We’re going to analyze the ToothGrowth data in the R
datasets package. The response is the length of odontoblasts (cells
responsible for tooth growth) in 60 guinea pigs. Each animal received
one of three dose levels of vitamin C (0.5, 1, and 2 mg/day) by one of
two delivery methods, orange juice or ascorbic acid (a form of vitamin C
and coded as VC).
A data frame with 60 observations on 3 variables.
Source: C. I. Bliss (1952). The Statistics of Bioassay Academic Press.
library("ggplot2")
data("ToothGrowth")
str(ToothGrowth)
## 'data.frame': 60 obs. of 3 variables:
## $ len : num 4.2 11.5 7.3 5.8 6.4 10 11.2 11.2 5.2 7 ...
## $ supp: Factor w/ 2 levels "OJ","VC": 2 2 2 2 2 2 2 2 2 2 ...
## $ dose: num 0.5 0.5 0.5 0.5 0.5 0.5 0.5 0.5 0.5 0.5 ...
summary(ToothGrowth)
## len supp dose
## Min. : 4.20 OJ:30 Min. :0.500
## 1st Qu.:13.07 VC:30 1st Qu.:0.500
## Median :19.25 Median :1.000
## Mean :18.81 Mean :1.167
## 3rd Qu.:25.27 3rd Qu.:2.000
## Max. :33.90 Max. :2.000
ToothGrowth$dose <- as.factor(ToothGrowth$dose)
#Convert dose column from numeric to factor
ToothGrowth$dose <- as.factor(ToothGrowth$dose)
g <- ggplot(ToothGrowth, aes(x = dose, y = len, fill = supp))
g <- g + geom_col()
g <- g + labs(title = "Length of Tooth by Doses for Both Supplements", x = "Doses", y = "Tooth Length", fill="Supplements" )
g <- g + facet_grid(~supp, scales = "free")
g
We can see that the doses given through orange juice are more effective. This can be noticed since greater growth through the teeth’ length is observed when the dose is administered via orange juice and less when it is administered via ascorbic acid.
We could also notice that when 2mg doses are administered per day, the teeth length is the same regardless of the delivery methods.
All these are only initial guesses. We need to verify if all these guesses are true by carrying out hypothesis tests.

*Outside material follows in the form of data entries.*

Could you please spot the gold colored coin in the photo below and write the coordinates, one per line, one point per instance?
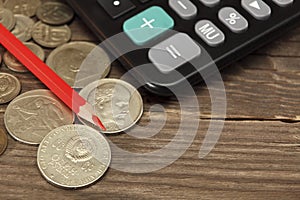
(117, 103)
(54, 13)
(3, 141)
(7, 18)
(23, 7)
(50, 36)
(32, 115)
(70, 63)
(13, 64)
(23, 27)
(10, 87)
(73, 156)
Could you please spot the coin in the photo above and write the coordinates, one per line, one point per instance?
(50, 36)
(54, 13)
(13, 64)
(24, 7)
(36, 49)
(117, 103)
(10, 87)
(67, 60)
(3, 141)
(23, 27)
(7, 18)
(73, 156)
(32, 115)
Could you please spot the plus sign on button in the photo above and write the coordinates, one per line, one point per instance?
(147, 25)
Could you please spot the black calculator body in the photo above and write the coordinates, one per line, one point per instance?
(203, 32)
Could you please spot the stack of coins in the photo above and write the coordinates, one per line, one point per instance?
(69, 155)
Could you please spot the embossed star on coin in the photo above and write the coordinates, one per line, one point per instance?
(7, 18)
(67, 59)
(23, 27)
(32, 115)
(24, 7)
(3, 141)
(54, 13)
(50, 36)
(117, 103)
(73, 156)
(13, 64)
(10, 87)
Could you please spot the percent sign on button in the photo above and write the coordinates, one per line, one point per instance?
(232, 18)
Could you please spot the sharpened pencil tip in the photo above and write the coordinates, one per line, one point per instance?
(98, 122)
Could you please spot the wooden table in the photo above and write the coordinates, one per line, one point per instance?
(256, 157)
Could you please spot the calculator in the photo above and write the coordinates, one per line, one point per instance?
(179, 40)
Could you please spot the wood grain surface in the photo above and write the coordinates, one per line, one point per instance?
(256, 157)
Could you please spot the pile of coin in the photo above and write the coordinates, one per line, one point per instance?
(69, 155)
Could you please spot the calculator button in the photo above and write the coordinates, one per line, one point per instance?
(233, 20)
(184, 8)
(257, 8)
(209, 33)
(283, 3)
(174, 52)
(116, 8)
(147, 25)
(210, 3)
(144, 1)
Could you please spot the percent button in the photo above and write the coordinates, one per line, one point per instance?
(233, 20)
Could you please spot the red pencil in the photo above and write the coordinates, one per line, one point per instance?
(57, 85)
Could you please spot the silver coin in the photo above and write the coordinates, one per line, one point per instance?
(7, 18)
(54, 13)
(117, 103)
(67, 61)
(32, 115)
(50, 36)
(23, 27)
(23, 7)
(13, 64)
(10, 87)
(36, 49)
(73, 156)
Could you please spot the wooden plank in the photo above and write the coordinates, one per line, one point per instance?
(251, 160)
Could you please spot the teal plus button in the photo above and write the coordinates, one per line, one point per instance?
(147, 25)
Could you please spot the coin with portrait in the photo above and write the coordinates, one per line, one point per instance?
(73, 156)
(7, 18)
(67, 61)
(24, 7)
(23, 27)
(3, 141)
(32, 115)
(13, 64)
(10, 87)
(50, 36)
(117, 103)
(54, 13)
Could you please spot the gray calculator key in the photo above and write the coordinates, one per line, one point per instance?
(283, 3)
(210, 3)
(233, 20)
(209, 33)
(184, 8)
(174, 52)
(257, 8)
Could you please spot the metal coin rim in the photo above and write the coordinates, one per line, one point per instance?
(45, 44)
(2, 132)
(20, 97)
(65, 21)
(56, 51)
(75, 186)
(19, 87)
(90, 87)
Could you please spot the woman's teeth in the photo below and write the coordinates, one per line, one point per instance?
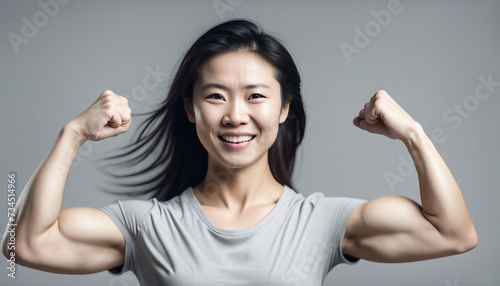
(236, 139)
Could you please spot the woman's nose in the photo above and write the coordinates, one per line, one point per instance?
(236, 113)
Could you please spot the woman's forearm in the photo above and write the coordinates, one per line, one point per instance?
(442, 201)
(40, 202)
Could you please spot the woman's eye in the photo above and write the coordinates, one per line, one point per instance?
(216, 96)
(256, 95)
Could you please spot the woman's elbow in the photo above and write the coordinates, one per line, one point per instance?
(467, 242)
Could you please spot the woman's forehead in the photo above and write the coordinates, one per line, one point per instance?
(237, 68)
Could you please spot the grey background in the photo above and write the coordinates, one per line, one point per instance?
(428, 58)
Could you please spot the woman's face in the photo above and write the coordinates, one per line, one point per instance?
(237, 108)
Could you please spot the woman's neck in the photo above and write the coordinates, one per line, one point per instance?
(238, 189)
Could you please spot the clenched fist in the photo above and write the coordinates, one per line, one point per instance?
(108, 116)
(382, 115)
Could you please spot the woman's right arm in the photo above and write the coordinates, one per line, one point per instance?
(74, 240)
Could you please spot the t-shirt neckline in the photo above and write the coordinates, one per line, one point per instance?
(203, 216)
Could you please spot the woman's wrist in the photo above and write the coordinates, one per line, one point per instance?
(70, 131)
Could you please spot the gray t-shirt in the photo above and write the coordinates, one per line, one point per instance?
(175, 243)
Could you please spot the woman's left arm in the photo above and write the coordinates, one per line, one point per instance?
(395, 228)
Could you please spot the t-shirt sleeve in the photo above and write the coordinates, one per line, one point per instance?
(128, 217)
(340, 210)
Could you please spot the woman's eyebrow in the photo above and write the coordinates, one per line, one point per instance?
(220, 86)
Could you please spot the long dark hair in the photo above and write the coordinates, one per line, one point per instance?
(179, 160)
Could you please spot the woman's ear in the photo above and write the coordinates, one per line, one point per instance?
(188, 107)
(284, 111)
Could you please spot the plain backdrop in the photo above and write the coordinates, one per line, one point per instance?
(55, 60)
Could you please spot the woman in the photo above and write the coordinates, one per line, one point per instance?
(223, 210)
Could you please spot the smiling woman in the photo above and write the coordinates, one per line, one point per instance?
(223, 211)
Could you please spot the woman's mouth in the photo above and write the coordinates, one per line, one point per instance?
(236, 142)
(236, 139)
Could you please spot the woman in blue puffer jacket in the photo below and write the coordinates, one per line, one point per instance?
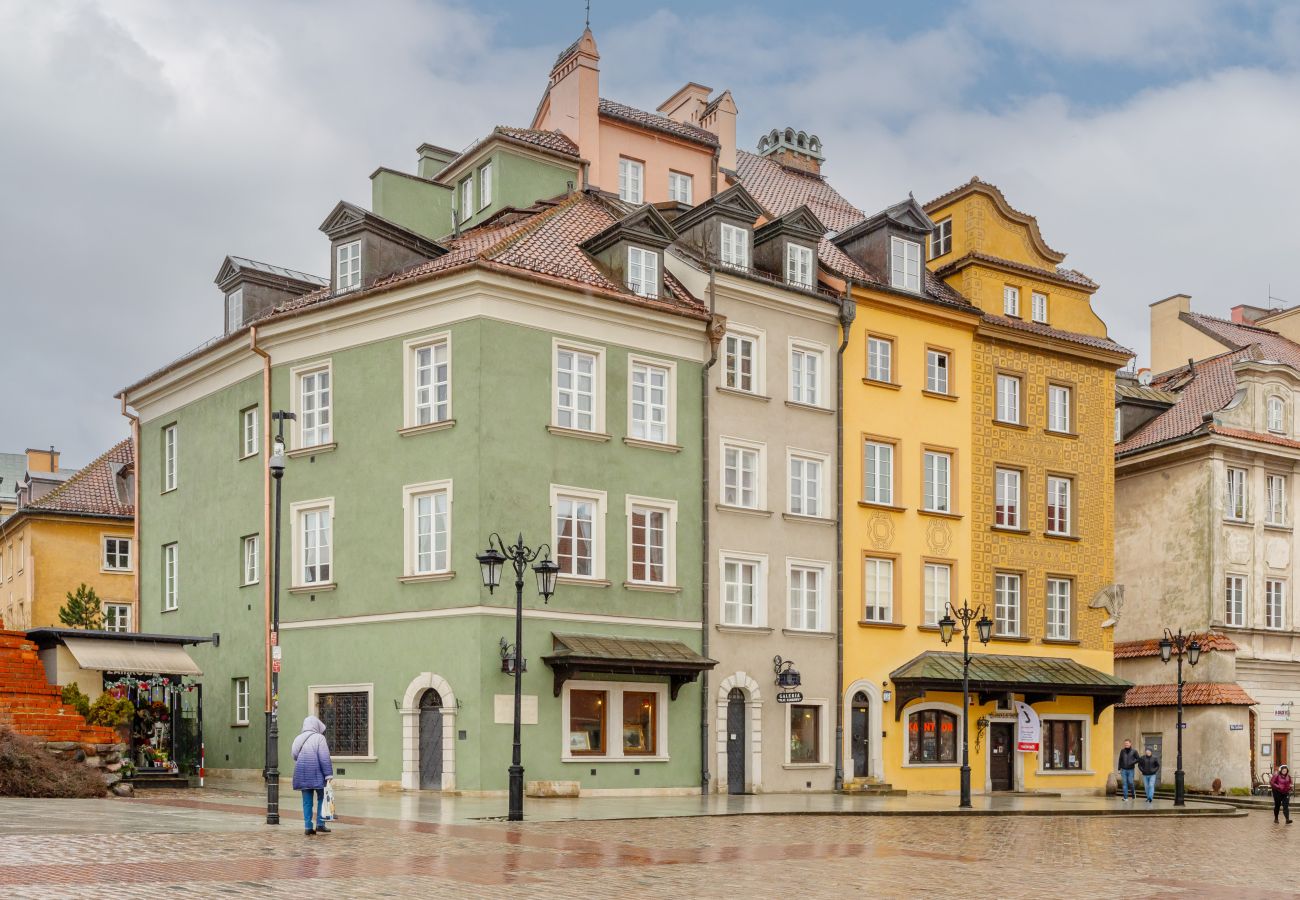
(312, 767)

Our null hypothesis is that the length of the tooth does not vary when we use either of the two delivery methods (VC or OJ) while our alternative hypothesis would be that tooth length varies depending on the delivery methods.
t.test(len ~ supp, data = ToothGrowth)$conf.int
## [1] -0.1710156 7.5710156
## attr(,"conf.level")
## [1] 0.95
t.test(len ~ supp, data = ToothGrowth)$p.value
## [1] 0.06063451
Since the p-value is 0.06063 just a little bit greater
than the significant level of 0.05, and the confidence
interval contains zero there is not enough evidence to reject
the null hypothesis.
We cannot assume the delivery type has a significant effect on tooth growth. So, we will fail to reject the null hypothesis which claimed that, supplements have no effect on tooth length.
Our null hypothesis here is that tooth length does not vary between methods when we use different doses while our alternative hypothesis would be that the length of the teeth varies according to the method and dose delivered.
dose0.5_1.0 <- subset(ToothGrowth, dose %in% c(0.5, 1.0))
t.test(len ~ dose, data = dose0.5_1.0)$conf.int
## [1] -11.983781 -6.276219
## attr(,"conf.level")
## [1] 0.95
t.test(len ~ dose, data = dose0.5_1.0)$p.value
## [1] 1.268301e-07
dose0.5_2.0 <- subset(ToothGrowth, dose %in% c(0.5, 2.0))
t.test(len ~ dose, data = dose0.5_2.0)$conf.int
## [1] -18.15617 -12.83383
## attr(,"conf.level")
## [1] 0.95
t.test(len ~ dose, data = dose0.5_2.0)$p.value
## [1] 4.397525e-14
dose1.0_2.0 <- subset(ToothGrowth, dose %in% c(1.0, 2.0))
t.test(len ~ dose, data = dose1.0_2.0)$conf.int
## [1] -8.996481 -3.733519
## attr(,"conf.level")
## [1] 0.95
t.test(len ~ dose, data = dose1.0_2.0)$p.value
## [1] 1.90643e-05
From all the t.tests above, we can see that the p-values are very small and therefore significant.
We will reject the null hypothesis and establish that increasing the dose level leads to an increase in tooth length since the p-values are far less than the significant level and the confidence intervals don’t contain zero.